Can New Year’s Resolutions Help Attract High-Paying Clients?

Many people wonder if making New Year’s resolutions is a good idea or a waste of time. This column arrives to praise resolutions, not to bury them.

One organization that advocates resolutions for its 300,000 members is Toastmasters International. Since 1924, Toastmasters International has helped people from diverse backgrounds become more confident speakers, communicators and leaders.

“New Year’s resolutions are a good idea for three reasons,” says Margaret Page, 2021-22 international president. “One: People had adequate time to reflect on the changes they desire (we all know January 1 is coming versus ‘I’ll start on Monday or tomorrow’ syndrome). Two: Clear demarcation of when the action, habit, or ritual is to begin on January 1. And three: Energy around people collectively creating resolutions or changes that are specific to them. A success plan has a clear desired outcome and a clear start and requires support to get desired results.”

Page, of Delta, British Columbia, Canada, is the seventh woman to serve as international president of Toastmasters. As president, she is looking forward to honoring the rich traditions of the organization and shaping its future as it stands on the verge of its second century.

Ah, maybe resolutions are good for many, but keeping resolutions is a challenge.

“You keep resolutions by having accountability partners to hold you or remind you of your goal and why you desire it,” advises Page. “Focus on desired outcome and set yourself up for success. Make success easy. If your goal is to be fit, make sure your fitness gear is easy to grab and that you have blocked off times to work out. If your goal is to lose weight, remove all foods from your home that don’t serve you. Keep healthy snacks like raw carrots and peppers easy to get. If your goal is to be a better communicator, join a Toastmasters Club that meets the day and time that works for you.”

A lifelong entrepreneur and investor, Page has founded or cofounded numerous companies. In her current role as a business and etiquette coach, she helps corporations around the world build team dynamics, sharpen cultural intelligence skills, and hone soft skills. She is particularly focused on championing women, especially those running for political office or seeking equal representation on volunteer and corporate boards.

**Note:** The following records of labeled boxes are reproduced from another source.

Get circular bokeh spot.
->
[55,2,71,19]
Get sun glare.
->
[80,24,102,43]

She credits the habit of making New Year’s resolutions as a key to her success.

“Resolutions have helped me increase good habits like drinking more water, meditating, uncovering daily gratitude and daily wins and eliminating poor habits such as drinking sodas, eating highly processed foods and skipping workouts for some work project,” says Page. Resolutions have also made me understand that we all seek progress and improvement. And it’s hard. But if you are clear on desired outcome, you are focused and can ask for help—well worth the energy!”

She acknowledges that keeping resolutions is not easy.

“Creating new standards for yourself or crafting new goals to begin the new year is an exciting tradition and a great way to step into your potential over the next 12 months,” says Page. “Many resolutions can be tough to achieve, and it’s easy to fall back into old patterns or habits. Understanding your why, and having a solid network and accountability team is key to staying the course and reaching your desired results.”

Toastmasters International is a worldwide nonprofit educational organization that empowers individuals to become more effective communicators and leaders. Headquartered in Englewood, Colorado, the organization has more than 15,800 clubs in 149 countries.